12- One week into senior school, my form tutor finished assembly, paused then collapsed and died on the kids in the front row. Throughout school we were convinced if you said her name three times into the mirror in the music room she would appear candy man style and butcher us all.

13- My Dad once told me to try anything once except morris dancing and incest……….Wisest words I’ve ever heard.

14- When I was 18 I got stoned for the first time.
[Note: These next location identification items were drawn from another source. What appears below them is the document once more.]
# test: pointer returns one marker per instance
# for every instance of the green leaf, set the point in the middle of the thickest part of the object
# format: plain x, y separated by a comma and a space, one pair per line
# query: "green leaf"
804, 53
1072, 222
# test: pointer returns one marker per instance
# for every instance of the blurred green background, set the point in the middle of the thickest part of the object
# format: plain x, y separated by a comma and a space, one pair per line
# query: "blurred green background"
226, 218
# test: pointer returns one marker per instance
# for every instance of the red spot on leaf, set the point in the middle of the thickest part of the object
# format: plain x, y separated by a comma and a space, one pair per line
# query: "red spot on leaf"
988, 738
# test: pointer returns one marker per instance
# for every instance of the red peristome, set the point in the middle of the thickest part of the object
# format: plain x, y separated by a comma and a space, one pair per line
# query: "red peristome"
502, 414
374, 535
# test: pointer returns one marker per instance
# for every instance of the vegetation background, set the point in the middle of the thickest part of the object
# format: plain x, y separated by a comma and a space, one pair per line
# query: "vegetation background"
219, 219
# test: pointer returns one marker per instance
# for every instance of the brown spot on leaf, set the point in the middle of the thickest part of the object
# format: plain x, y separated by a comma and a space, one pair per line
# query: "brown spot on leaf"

Whited out, came home and yacked my guts up. Mum came to investigate mid dry heaving and I managed to groan out “Baaaaaaad Burrgggerrrrrrrrrr”

15- When I was twenty I needed another toe amputated. Due to the lack of sensation in it I was allowed to remain awake and watch the entire operation. They did not however let me keep the toe.

16- When I was 22 I broke my foot. I wanted to go out dancing a few weeks later so me and my friend Sarah spent three hours cutting the plaster cast off so I could. My Mum refused to come in to see the Dr with me on my following out patients appointment……”YOU can explain why you’ve magically not got a cast on a broken foot now”.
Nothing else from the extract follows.